Yesterday I visited PrimeConf and, while entertaining my daughter with free biscuits, had a chance to talk to people from Bareconductive and Aestheticodes. At first I didn’t even look at Astheticodes, not quite knowing what watercolour images of carps have to do with… …anything, really. However, when Tony explained the principle behind their codes to nobody less than Mini Geek Girl, I listened in and soon was captured by the possibilities of their product. Well, not product, but idea, range of apps, and services their company can provide. They, too, come from an academic background, and so I was very keen to have a go doing an “Aestheticode” today.

In brief, Aestheticodes are something like a QR code, but one that doesn’t suffer the constraint of being a boring square. One can do a drawing and any field that is within a continuous line counts towards the code. In my above example, the three rectangles and two triangles are all coding. Within each field, the number of objects is coding. Again, in my example, we have a triangle in triangle (1), a circle in a triangle (1), two triangles and a circle in a rectangle (3), and two other fields with (3) and (4) objects. In Aestheticode speak, that encodes “1:1:3:3:4″ (note that the counts are simply ordered by value). My drawing is rubbish, but it’s probably conceivable that somebody with a little bit of talent can draw and paint something aesthetic and encode a message.
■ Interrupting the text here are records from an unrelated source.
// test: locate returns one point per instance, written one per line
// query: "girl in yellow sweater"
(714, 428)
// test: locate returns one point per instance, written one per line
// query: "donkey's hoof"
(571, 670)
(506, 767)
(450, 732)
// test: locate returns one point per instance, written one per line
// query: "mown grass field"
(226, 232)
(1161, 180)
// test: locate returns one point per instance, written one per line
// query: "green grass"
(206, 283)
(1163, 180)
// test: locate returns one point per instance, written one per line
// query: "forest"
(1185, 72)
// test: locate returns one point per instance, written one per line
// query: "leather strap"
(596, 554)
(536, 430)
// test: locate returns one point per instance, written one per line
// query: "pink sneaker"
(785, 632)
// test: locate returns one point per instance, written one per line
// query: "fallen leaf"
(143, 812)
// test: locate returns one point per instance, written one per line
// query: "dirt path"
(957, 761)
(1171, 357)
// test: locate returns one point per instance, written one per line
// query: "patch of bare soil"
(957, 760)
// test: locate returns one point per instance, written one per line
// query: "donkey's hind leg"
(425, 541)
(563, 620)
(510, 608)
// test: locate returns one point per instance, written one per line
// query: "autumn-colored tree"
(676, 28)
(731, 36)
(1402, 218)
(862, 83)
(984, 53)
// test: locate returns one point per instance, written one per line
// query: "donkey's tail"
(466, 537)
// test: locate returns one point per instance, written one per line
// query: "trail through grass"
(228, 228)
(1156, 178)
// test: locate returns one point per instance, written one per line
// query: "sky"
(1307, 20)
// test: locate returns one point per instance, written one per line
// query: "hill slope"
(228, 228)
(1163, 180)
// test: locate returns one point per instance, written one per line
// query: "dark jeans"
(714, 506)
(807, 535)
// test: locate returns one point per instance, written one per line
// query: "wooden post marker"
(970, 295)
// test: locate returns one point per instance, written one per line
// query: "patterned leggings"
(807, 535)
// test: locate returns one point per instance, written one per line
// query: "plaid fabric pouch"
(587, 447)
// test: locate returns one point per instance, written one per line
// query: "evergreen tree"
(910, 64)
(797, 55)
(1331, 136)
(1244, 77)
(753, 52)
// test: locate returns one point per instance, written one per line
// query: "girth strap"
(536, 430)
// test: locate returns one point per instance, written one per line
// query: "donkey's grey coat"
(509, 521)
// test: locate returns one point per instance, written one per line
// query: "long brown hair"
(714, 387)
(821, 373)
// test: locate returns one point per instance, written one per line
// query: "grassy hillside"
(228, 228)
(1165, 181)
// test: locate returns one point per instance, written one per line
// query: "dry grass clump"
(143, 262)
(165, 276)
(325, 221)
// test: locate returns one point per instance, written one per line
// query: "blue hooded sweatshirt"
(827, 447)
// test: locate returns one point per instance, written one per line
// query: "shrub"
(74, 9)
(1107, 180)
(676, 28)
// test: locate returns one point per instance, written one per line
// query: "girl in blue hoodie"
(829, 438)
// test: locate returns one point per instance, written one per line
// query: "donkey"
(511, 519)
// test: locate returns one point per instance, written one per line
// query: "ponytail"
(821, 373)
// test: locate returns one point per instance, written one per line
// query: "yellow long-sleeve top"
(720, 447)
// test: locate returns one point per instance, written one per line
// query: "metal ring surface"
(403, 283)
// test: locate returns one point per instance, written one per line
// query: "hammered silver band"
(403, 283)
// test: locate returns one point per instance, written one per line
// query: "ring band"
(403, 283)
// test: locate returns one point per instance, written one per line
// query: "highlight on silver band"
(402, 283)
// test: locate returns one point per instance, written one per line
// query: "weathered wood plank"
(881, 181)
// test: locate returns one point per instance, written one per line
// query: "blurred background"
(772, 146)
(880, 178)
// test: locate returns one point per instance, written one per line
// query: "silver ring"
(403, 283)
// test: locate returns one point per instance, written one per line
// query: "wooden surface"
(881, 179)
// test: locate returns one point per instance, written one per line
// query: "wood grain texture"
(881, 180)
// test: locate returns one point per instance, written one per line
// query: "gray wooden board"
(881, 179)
Aestheticodes require an iPhone or Android app that translate the code and call up a website. While I don’t see them replacing traditional QR codes anytime soon, at this stage I can see their approach being useful for home developers. In fact, as so often I couldn’t help but see a use case with Node-RED. So configuring the Aestheticodes app to connect to 192.x.x.x:1880/aestheticode upon seeing my funky cheese sandwich, and running a very simple Node-RED flow featuring a http in node, you can control your entire Internet-of-Things armada, or at least send a “cheese sandwich detected” tweet.